🤖 AI Summary
This study investigates how emotions systematically influence the moral judgments of large language models (LLMs), addressing a critical gap at the intersection of affective computing and machine moral reasoning. By constructing an emotion induction pipeline that injects specific emotional states into diverse moral scenarios, the authors employ multi-dataset evaluation, model capability scaling analysis, and human对照 experiments to demonstrate—for the first time—that emotions exert directional effects on LLMs’ moral acceptability judgments: positive emotions elevate and negative emotions diminish judgment scores, with binary moral conclusions reversed in approximately 20% of cases. The research further reveals that higher-capability models exhibit reduced emotional sensitivity, and certain emotions—such as regret—produce effects contrary to valence-based expectations, highlighting misalignments between model and human moral reasoning.
📝 Abstract
Large language models have been extensively studied for emotion recognition and moral reasoning as distinct capabilities, yet the extent to which emotions influence moral judgment remains underexplored. In this work, we develop an emotion-induction pipeline that infuses emotion into moral situations and evaluate shifts in moral acceptability across multiple datasets and LLMs.
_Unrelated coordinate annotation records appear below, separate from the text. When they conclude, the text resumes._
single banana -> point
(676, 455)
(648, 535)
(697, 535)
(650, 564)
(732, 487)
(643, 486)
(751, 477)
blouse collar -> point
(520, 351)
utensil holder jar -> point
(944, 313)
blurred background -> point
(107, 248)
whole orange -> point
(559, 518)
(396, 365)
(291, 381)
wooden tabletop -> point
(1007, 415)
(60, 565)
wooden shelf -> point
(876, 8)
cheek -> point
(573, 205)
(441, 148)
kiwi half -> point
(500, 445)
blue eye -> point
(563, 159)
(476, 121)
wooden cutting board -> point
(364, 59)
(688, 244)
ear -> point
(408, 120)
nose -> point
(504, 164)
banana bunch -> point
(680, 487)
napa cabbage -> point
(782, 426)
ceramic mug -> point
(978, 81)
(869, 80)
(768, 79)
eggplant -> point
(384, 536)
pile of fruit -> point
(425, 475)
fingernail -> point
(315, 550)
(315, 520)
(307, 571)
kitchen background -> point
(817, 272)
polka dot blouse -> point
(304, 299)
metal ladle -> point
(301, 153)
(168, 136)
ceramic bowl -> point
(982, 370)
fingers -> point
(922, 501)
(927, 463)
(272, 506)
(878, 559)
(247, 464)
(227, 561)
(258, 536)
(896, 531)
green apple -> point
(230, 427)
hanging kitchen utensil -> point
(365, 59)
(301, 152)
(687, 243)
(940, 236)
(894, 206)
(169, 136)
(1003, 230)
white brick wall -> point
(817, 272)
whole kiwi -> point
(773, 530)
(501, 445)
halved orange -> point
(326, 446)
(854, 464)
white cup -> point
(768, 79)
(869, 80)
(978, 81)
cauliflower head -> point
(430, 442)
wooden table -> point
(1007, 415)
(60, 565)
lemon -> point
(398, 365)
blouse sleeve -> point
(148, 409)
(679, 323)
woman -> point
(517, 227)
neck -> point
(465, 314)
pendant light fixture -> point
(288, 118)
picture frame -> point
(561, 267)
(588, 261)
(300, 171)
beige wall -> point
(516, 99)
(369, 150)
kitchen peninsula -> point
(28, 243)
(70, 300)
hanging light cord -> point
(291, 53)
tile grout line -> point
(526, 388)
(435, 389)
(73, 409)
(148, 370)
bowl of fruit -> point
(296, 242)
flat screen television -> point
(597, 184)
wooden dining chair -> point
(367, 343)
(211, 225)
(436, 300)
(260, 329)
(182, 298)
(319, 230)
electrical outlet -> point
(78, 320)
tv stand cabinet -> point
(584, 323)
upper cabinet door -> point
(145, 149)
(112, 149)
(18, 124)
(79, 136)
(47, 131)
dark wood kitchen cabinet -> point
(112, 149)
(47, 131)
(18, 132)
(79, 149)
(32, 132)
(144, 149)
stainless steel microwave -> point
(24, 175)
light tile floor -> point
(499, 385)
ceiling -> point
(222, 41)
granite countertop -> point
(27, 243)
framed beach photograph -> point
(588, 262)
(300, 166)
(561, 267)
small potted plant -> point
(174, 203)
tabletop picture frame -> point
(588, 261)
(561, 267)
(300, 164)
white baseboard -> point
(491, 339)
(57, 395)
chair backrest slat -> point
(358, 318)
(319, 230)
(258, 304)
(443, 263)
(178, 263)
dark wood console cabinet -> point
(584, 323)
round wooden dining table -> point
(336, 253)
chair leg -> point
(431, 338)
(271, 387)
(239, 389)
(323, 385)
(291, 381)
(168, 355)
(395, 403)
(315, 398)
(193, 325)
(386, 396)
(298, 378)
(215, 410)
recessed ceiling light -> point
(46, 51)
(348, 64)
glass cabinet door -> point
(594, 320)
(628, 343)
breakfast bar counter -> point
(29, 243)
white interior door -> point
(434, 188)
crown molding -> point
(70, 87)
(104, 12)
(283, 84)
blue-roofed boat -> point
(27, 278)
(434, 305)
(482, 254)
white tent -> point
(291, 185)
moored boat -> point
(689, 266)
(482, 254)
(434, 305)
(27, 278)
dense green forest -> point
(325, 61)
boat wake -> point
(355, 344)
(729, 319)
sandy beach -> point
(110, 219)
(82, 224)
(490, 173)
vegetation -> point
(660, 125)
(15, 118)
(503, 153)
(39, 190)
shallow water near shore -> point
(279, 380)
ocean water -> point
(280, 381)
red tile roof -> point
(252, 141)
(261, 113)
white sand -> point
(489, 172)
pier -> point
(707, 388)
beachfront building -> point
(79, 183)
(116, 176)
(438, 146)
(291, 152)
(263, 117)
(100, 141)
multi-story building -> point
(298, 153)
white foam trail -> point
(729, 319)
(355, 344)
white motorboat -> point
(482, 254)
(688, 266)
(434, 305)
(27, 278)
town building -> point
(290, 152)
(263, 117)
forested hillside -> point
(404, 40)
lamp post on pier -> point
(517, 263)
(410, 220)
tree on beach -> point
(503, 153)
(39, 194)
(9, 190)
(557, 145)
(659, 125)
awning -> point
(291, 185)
We observe a directional pattern: positive emotions increase moral acceptability and negative emotions decrease it, with effects strong enough to reverse binary moral judgments in up to 20% of cases, and with susceptibility scaling inversely with model capability. Our analysis further reveals that specific emotions can sometimes behave contrary to what their valence would predict (e.g., remorse paradoxically increases acceptability). A complementary human annotation study shows humans do not exhibit these systematic shifts, indicating an alignment gap in current LLMs.